A collection of activists filed a ballot initiative late last month hoping to make Missouri the 20th state to legalize recreational marijuana.
John Payne, the campaign manager for the group, said the petition has a strong focus on criminal justice reform.
“There’s widespread support among Missouri voters to regulate, tax and legalize marijuana,” Payne said. “The status quo has allowed an unsafe, illegal market to thrive in Missouri while preventing law enforcement from truly prioritizing the fight against violent crime.”
Missouri voters passed a medical marijuana initiative in 2018. A majority of Buchanan County voters approved that measure.
Since then, a dispensary and cultivation facility have opened in St. Joseph. The ballot initiative filed by Legal Missouri 2022 would expand marijuana access to the general public.
Under the current law, Missourians must obtain a medical marijuana license via a qualifying condition. Some 56,000 of those cards were issued in the medical marijuana program’s last year.
Under the proposed initiative, any Missourian 21 years or older would be able to possess, consume and cultivate marijuana.
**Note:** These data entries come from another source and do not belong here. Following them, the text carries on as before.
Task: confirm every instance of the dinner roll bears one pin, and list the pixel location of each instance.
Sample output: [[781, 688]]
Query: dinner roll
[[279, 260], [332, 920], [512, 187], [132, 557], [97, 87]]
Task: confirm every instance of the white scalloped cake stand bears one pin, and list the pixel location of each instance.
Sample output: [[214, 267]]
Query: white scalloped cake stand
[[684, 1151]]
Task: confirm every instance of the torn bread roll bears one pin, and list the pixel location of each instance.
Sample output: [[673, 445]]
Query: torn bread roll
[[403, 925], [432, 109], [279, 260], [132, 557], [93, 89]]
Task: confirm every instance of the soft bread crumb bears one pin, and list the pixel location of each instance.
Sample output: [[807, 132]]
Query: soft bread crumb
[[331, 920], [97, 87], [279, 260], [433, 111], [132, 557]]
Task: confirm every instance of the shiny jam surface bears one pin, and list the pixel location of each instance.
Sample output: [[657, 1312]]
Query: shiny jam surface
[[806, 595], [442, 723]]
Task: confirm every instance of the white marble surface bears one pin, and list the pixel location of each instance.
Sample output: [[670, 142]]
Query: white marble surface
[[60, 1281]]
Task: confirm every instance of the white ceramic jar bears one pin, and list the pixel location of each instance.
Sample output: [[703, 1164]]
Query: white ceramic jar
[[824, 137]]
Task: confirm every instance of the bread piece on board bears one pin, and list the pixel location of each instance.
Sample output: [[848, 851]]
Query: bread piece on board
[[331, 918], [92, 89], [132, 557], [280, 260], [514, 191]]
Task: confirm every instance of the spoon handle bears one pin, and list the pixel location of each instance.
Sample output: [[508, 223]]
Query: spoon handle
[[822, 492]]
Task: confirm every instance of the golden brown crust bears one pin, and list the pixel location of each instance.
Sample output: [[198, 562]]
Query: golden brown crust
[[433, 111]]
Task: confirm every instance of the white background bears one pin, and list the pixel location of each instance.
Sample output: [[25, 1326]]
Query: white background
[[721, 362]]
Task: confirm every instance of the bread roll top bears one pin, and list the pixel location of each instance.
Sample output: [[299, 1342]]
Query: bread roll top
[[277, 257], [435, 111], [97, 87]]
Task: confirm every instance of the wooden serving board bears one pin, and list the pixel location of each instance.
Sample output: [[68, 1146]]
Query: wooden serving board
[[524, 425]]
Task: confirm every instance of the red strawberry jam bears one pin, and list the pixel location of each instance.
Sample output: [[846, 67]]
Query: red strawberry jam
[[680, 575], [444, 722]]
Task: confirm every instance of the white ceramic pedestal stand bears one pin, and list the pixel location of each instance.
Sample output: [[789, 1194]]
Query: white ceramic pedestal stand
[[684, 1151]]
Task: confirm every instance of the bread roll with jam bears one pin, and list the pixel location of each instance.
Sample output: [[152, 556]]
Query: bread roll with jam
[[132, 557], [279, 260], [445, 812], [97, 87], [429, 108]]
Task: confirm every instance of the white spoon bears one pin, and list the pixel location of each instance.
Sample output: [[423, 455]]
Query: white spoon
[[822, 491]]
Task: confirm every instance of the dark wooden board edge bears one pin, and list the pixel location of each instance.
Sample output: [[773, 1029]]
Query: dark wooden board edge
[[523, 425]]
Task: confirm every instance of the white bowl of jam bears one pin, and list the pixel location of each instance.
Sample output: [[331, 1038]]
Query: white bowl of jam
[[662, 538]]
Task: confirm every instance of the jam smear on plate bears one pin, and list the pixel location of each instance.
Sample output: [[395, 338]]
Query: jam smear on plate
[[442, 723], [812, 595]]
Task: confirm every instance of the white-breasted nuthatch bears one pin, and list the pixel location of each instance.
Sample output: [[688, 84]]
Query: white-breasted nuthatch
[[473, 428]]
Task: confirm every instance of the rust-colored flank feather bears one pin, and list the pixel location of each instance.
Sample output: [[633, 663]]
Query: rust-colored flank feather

There would be a 6% sales tax that Legal Missouri 2022 said would generate “millions of dollars” annually.
Tax dollars raised would go to fund veterans’ health care, addiction treatment and the state’s public defender system.
Some Missourians with marijuana-related offenses would have their court records automatically expunged if the new initiative passes. In a press release, Legal Missouri 2022 said the expungement provision wouldn’t apply to violent offenders or those charged with operating a motor vehicle while high.
If the ballot initiative’s language is approved by the state, Legal Missouri 2022 will need to collect some 175,000 signatures to put the initiative on the general election ballot in November of 2022.